FOTO: CBS Sports

Brandon Ingram si presentava in questa FIBA World Cup come una delle stelle più splendenti non solo di Team USA, ma potenzialmente dell’intera competizione. Scorer purissimo e pulitissimo, dotato di ottime qualità palla in mano tanto nel crearsi il tiro, quanto nello sfruttare il vantaggio per mettere in ritmo i compagni, dopo essere migliorato esponenzialmente come passatore. Tutte qualità che, per adesso, sono rimaste in ombra tanto nelle amichevoli, quanto nel debutto contro la Nuova Zelanda: per lui solo 2 punti con 1 su 4 al tiro e 2 palle perse, nulla per un giocatore che viaggia ampiamente sopra i 20 punti di media in NBA da orami 4 stagioni. Per non parlare di un plus/minus – dato non perfetto in sé, ma che rispecchia bene questa volta lo scarsissimo impatto della stella dei Pelicans – di +2, abbondantemente il peggiore tra i compagni con un minutaggio corposo in una partita chiusa con 27 punti di vantaggio. Tutto questo, ovviamente, lo sa anche lo stesso Ingram, che ha rilasciato queste dichiarazioni a Joe Vardon di The Athletic:

“Questo è qualcosa di totalmente diverso da ciò a cui sono abituato. La squadra sta vincendo, perciò non posso essere egoista pensando solo a me stesso. Ma sta diventando tutto un po’ frustrante per me in questo momento, e sto cercando di trovare un modo di essere efficace.”

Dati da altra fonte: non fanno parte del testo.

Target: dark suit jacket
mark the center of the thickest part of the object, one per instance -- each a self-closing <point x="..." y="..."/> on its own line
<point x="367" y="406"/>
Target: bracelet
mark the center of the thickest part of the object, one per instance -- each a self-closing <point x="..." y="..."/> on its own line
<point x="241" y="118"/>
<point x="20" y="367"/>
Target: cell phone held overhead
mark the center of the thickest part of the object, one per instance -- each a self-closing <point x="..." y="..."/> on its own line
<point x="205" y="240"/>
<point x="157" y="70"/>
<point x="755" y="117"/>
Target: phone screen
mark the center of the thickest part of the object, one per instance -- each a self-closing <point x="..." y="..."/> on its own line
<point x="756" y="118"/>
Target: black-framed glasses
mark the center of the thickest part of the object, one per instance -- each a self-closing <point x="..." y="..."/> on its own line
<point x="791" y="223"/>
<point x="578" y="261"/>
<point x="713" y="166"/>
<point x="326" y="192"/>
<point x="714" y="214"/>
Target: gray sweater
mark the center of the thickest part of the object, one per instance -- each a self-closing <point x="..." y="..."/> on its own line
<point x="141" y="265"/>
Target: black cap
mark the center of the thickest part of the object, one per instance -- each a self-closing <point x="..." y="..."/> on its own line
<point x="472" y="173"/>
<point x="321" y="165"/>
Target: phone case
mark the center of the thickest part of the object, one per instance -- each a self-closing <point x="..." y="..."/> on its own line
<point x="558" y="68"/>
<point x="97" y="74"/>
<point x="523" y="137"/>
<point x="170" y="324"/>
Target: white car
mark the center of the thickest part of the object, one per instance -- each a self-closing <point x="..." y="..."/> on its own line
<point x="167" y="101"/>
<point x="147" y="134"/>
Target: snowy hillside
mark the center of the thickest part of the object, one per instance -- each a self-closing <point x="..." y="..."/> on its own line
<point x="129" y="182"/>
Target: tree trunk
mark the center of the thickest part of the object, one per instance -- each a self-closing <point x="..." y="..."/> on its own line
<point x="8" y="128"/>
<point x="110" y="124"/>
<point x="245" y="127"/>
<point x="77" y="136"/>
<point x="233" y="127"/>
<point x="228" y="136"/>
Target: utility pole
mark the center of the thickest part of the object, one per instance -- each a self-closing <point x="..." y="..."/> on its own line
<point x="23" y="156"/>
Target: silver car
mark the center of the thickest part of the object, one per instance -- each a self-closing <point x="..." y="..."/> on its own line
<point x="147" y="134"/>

Come spiegherà più avanti nell’intervista, le difficoltà derivano dal fatto che sia abituato a giocare diversamente con i Pelicans, molto più palla in mano e con un gioco ormai consolidato. La pallacanestro proposta da Team USA e da coach Steve Kerr è invece molto più dinamica, basata su transizione e semi-transizione, con molta attività nei primi secondi dell’azione: non è un caso che Austin Reaves, Anthony Edwards o, in generale, i quintetti con Paolo Banchero da 5 siano stati i migliori, trattandosi di giocatori fenomenali nel gestire early offense e situazioni di contropiede o a difesa non piazzata. Brandon Ingram predilige invece un gioco leggermente più statico, non per questo meno efficiente, ma che male si sposa con la filosofia di questa squadra. Non fraintendete, si tratta di un fenomeno e, come ha detto Anthony Edwards in un estratto di un discorso più ampio, “si tratta di una stella, può trovare il modo di farcela anche da solo” – prima di spiegare che avrà comunque sempre qualcuno a dargli suggerimenti – perciò non significa che prima o poi non possa tirar fuori il coniglio dal cilindro sganciando 25 punti sulla testa di qualche malcapitato. Semplicemente, per adesso, sta facendo fatica, ma come ha spiegato Steve Kerr:


“Per adesso nulla è andato per il verso giusto. Non ha avuto molte opportunità, ma penso che le cose cambieranno, che il suo momento stia per arrivare. Deve solo tenere duro. Se c’è una cosa che ho imparato dalle competizioni FIBA è che ogni partita appartiene a qualcuno di nuovo. Non avrei mai immaginato che Banchero sarebbe stato il nostro leading scorer al debutto, ma tutti e 12 sono così talentuosi che a ciascuno basta vedere la retina muoversi per dare il via alle danze. Mi aspetto che accada questo Brandon Ingram.”